Good Chemistry was a brief stop, Nicholson’s speech just one among many. The mayoral citation was given, and then the mayor had to be back at City Hall for his at-least-once-daily discussion with City Council President Jay Walsh.
“I think I talk to Mayor Nicholson more than I talk to my wife and family,” Walsh joked in a combined interview.
“We have a lot in common,” Nicholson replied. “We’ve got a lot of shared priorities; we have a shared vision, I think. There’s a lot to be able to complement each other with.”
The conversation was a brief check-in before the mayor convened with the School Committee’s School Building subcommittee. A new Pickering Middle School is one of the items on Nicholson’s Administration Goals poster, and the vote held at this meeting will secure a Request for Services to be sent to the state’s School Building Administration.
The Zoom meeting is brief, and Nicholson takes it at his desk with the city crest behind him.

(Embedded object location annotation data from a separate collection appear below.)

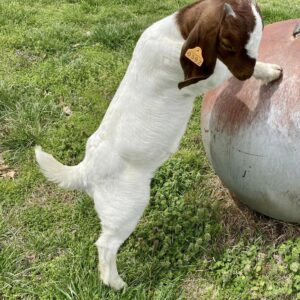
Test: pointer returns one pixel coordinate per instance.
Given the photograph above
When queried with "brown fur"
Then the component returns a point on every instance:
(206, 24)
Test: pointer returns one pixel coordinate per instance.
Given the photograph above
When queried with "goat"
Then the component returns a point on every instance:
(151, 108)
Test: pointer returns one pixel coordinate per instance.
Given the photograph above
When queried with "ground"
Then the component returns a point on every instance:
(60, 64)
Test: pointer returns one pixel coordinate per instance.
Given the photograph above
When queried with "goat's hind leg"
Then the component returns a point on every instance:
(119, 205)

A voice greets the former School Committee member cheekily: “Hi Jared, or should I say mayor?”
With the last item on his agenda complete, Nicholson has a few hours of unscheduled time ― there were no emergencies today ― to catch up on some necessary correspondence.
“I think we’re firing on all cylinders,” he noted of his administration. “That doesn’t mean that we don’t learn something new every day, but we are ultimately responsible for what happens in the city and we need to own that from day one.”
When he gets home, however, it’s all about Henry.
“During the day I think things are moving at a pretty quick pace here, and then when I get home, I focus on Henry until he goes to bed,” he said.
Nicholson and Rushfirth, a midwifery consultant at Boston’s Neighborhood Birth Center, make it a point to have a 6 p.m. dinner and 7 p.m. bedtime for their son every night, while “there’s times with work that one of us will miss it,” she noted.
After Nicholson gets home, “We play; I sort of chase him around the house for a bit, and then we do bath time and we put him to bed.”
After their toddler is down for the night, Nicholson and Rushfirth will have their own dinner (Christopher’s and Rincon Macorisano are two favorites on takeout nights), and then read and catch up on emails before bedtime.
And when the sun rises at 6 a.m. the next day, he does it all again.